"Distributed Replicated Tasking in Emerging Network Environments"
Multiple network resources are commonly assigned similar of identical tasks in large-scale networked systems. The replication of tasks may be desirable and explicitly performed, such as the copying of the same content to multiple network points to increase its availability and reduce expected retrieval latency. In other instances, the replication may occur out of necessity, such as when numerous independent 802.11 wireless gateways are assigned the same transmission channel because the number of gateways exceeds the number of available channels.

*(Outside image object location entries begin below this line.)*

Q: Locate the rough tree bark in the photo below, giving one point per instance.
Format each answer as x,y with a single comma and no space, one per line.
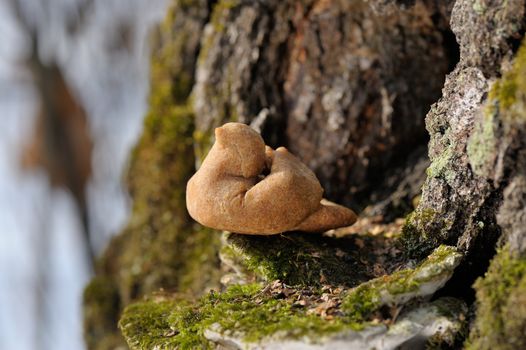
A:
346,86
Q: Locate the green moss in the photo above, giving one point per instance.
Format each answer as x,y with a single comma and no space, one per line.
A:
151,330
242,310
506,93
368,297
252,312
501,304
160,247
305,260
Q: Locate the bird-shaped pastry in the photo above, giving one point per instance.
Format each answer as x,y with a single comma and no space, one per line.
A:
246,187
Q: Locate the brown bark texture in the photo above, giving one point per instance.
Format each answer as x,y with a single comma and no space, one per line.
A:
397,106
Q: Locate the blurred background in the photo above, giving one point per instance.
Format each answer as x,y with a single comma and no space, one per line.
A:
73,90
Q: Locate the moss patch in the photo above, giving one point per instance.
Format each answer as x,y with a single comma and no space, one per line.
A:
501,304
160,247
241,310
253,312
399,286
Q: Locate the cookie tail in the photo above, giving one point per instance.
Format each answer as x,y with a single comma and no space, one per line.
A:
328,217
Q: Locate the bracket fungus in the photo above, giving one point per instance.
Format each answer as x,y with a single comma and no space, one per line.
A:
246,187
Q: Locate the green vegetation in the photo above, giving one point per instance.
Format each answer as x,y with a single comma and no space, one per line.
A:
252,313
501,304
397,287
302,260
240,310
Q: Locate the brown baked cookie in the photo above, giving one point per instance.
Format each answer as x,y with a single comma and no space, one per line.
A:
230,191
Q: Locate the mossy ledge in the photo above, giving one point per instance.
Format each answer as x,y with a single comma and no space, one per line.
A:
255,311
501,304
307,260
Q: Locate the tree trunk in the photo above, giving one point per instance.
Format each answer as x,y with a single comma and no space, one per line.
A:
345,85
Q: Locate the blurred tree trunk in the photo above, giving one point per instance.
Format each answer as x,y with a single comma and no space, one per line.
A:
346,85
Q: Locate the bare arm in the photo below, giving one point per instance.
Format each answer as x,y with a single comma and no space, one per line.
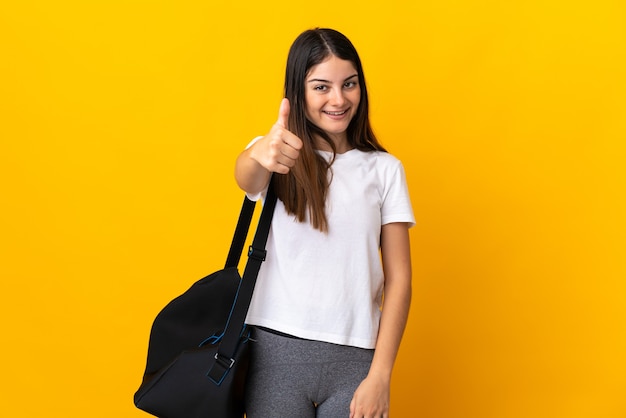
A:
371,399
276,152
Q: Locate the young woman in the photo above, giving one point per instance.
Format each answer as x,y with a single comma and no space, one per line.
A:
324,345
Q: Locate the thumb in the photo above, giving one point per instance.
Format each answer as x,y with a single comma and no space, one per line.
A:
283,113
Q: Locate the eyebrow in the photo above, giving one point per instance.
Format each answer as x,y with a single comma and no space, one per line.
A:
319,80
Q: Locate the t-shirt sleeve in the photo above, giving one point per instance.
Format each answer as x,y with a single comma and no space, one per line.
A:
396,201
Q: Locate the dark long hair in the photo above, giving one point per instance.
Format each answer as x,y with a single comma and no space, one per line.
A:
304,189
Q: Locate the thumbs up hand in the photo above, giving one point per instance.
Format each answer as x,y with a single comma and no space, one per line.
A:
278,150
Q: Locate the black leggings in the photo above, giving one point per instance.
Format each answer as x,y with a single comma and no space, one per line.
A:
291,377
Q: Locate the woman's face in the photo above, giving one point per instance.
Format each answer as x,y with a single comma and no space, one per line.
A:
332,96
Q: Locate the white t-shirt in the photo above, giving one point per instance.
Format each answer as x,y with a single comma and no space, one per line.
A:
328,286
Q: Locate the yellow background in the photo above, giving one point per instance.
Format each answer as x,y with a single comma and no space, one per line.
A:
120,122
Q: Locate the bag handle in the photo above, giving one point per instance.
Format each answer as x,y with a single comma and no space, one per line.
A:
225,356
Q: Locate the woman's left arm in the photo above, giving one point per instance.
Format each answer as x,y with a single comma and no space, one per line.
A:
371,399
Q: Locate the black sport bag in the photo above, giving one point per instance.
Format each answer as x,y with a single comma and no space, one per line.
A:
198,352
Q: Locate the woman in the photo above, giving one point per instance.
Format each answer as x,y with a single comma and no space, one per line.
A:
323,346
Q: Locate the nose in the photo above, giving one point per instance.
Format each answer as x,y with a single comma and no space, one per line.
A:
337,97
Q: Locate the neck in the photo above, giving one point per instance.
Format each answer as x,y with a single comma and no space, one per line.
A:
340,141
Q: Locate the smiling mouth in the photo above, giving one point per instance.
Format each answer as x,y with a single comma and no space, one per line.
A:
335,113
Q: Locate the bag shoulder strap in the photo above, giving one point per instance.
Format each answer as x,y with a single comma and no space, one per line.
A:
224,358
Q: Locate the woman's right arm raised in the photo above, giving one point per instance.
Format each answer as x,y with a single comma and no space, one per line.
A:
276,152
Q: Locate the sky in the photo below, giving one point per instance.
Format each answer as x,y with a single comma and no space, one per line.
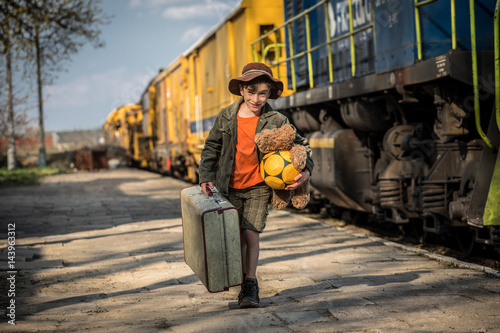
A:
143,37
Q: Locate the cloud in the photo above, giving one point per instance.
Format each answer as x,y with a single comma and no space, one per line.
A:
206,9
135,3
110,88
152,3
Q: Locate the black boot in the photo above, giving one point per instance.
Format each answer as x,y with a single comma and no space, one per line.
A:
250,292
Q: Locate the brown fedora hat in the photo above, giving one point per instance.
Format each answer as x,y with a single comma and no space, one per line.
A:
250,72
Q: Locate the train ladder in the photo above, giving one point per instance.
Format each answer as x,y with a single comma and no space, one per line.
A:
492,209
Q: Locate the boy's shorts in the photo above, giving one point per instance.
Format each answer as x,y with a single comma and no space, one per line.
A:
252,205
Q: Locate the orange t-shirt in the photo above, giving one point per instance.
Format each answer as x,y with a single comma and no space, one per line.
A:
246,165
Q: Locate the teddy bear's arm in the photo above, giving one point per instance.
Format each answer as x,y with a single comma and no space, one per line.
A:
298,154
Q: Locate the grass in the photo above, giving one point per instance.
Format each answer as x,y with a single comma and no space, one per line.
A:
25,176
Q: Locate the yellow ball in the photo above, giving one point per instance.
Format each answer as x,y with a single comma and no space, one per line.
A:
277,169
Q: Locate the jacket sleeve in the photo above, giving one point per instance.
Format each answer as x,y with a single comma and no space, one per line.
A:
211,153
299,140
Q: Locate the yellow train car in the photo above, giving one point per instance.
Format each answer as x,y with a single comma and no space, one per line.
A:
193,88
149,127
116,131
135,135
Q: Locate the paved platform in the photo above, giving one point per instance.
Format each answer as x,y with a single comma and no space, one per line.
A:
102,252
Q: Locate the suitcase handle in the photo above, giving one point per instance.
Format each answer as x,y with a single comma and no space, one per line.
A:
214,194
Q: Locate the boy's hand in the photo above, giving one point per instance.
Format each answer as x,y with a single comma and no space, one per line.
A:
299,180
204,187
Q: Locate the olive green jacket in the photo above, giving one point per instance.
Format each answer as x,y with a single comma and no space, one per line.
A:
217,157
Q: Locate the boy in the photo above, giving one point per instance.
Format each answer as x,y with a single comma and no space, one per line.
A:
231,161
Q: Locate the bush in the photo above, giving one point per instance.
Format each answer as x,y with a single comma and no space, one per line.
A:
28,176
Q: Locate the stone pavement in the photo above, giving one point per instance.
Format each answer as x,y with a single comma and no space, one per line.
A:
102,252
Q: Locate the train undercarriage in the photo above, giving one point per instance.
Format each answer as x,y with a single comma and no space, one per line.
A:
409,154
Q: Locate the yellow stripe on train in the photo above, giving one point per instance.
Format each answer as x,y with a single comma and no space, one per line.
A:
321,142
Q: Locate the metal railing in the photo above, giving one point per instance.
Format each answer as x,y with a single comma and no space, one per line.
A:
309,49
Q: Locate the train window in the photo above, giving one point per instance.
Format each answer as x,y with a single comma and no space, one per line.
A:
273,39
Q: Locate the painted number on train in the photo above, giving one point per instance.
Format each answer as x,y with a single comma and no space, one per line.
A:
339,16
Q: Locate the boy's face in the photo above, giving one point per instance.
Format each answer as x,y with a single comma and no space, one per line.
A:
255,99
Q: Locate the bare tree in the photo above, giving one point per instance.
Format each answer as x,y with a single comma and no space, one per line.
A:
10,35
54,30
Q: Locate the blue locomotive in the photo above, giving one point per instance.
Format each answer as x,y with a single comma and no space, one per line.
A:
400,102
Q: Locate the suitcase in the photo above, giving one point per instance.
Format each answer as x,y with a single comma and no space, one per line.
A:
211,235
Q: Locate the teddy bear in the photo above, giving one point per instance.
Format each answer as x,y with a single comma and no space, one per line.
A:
270,140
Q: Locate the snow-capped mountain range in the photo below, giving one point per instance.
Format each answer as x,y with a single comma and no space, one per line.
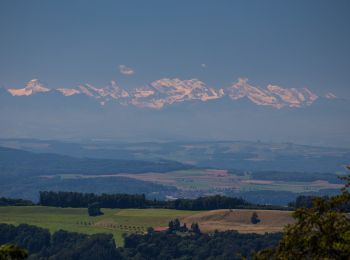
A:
166,91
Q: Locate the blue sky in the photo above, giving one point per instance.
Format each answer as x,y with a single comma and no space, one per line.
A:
65,43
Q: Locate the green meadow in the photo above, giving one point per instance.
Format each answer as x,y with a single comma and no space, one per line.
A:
114,221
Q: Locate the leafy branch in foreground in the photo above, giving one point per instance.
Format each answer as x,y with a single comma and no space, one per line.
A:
320,232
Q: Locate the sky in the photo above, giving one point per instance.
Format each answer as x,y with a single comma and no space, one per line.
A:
69,42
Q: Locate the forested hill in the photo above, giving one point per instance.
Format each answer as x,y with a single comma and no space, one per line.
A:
77,199
13,161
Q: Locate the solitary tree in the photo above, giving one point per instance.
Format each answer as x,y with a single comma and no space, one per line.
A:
320,232
254,218
12,252
195,228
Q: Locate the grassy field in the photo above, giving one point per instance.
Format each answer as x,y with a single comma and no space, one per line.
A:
114,221
239,219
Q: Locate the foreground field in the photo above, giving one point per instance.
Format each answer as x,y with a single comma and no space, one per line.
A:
114,221
239,219
120,221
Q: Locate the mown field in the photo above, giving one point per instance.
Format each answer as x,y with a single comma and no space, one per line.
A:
120,221
240,220
114,221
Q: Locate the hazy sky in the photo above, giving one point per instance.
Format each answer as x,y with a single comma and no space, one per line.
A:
68,42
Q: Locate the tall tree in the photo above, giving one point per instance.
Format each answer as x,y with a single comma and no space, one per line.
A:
320,232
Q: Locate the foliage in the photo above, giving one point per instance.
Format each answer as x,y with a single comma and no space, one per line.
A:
254,218
12,252
320,232
77,199
218,245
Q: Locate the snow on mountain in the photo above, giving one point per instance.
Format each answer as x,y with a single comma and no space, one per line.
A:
68,91
273,95
33,86
167,91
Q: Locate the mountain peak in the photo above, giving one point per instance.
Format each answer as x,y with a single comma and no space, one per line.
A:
33,86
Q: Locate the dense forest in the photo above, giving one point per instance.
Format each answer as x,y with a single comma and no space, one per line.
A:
71,246
79,200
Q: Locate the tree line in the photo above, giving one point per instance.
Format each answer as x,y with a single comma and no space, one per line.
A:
81,200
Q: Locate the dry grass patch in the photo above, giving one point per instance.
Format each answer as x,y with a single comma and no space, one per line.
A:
239,219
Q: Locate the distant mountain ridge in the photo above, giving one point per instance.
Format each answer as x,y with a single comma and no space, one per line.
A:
167,91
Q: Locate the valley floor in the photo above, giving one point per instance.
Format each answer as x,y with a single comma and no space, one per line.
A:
120,221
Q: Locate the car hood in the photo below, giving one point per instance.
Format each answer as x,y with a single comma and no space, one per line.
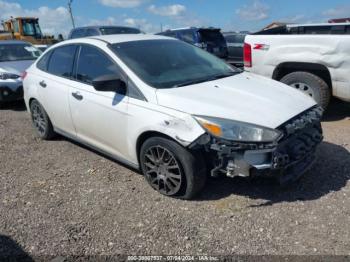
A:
15,67
243,97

In many cases, the performance of the network depends on the mapping that is used to assign these replicated tasks to nodes. The first part of the talk explores how to perform this mapping in massively distributed environments. We abstract the task assignment problem in a network to a non-traditional graph coloring problem. In the context of this model, we present a novel, elegant, distributed algorithm that assigns tasks to nodes in a manner that is amenable to a large body of network tasking scenarios.
In the second part of the talk, we consider a specific task replication scenario, where competing content providers replicate one anothers' content and pool together their serving resources into collectives, enabling them to serve requests for one another's content. Using simple models, we show that there are instances where all providers benefit from participating in the collective, but that often, more sophisticated sharing agreements are needed to ensure "fair" utilization of the collective's pooled resources.
Speaker Bio:
Dan Rubenstein has been an Assistant Professor of Electrical Engineering and Computer Science at Columbia University since 2000. He received a B.S. degree in mathematics from M.I.T., an M.A. in math from UCLA, and a PhD in computer science from University of Massachusetts, Amherst. His research interests are in network technologies, applications, and performance analysis, with an emphasis on large-scale Internet design for continuous media transmission. He received a Best Student Paper Award for his ACM SIGMETRICS 2000 paper entitled "Detecting Shared Points of Congestion via End-to-end Measurement" and an NSF CAREER Award in 2002 to continue his investigation of peer-to-peer and overlay networking systems.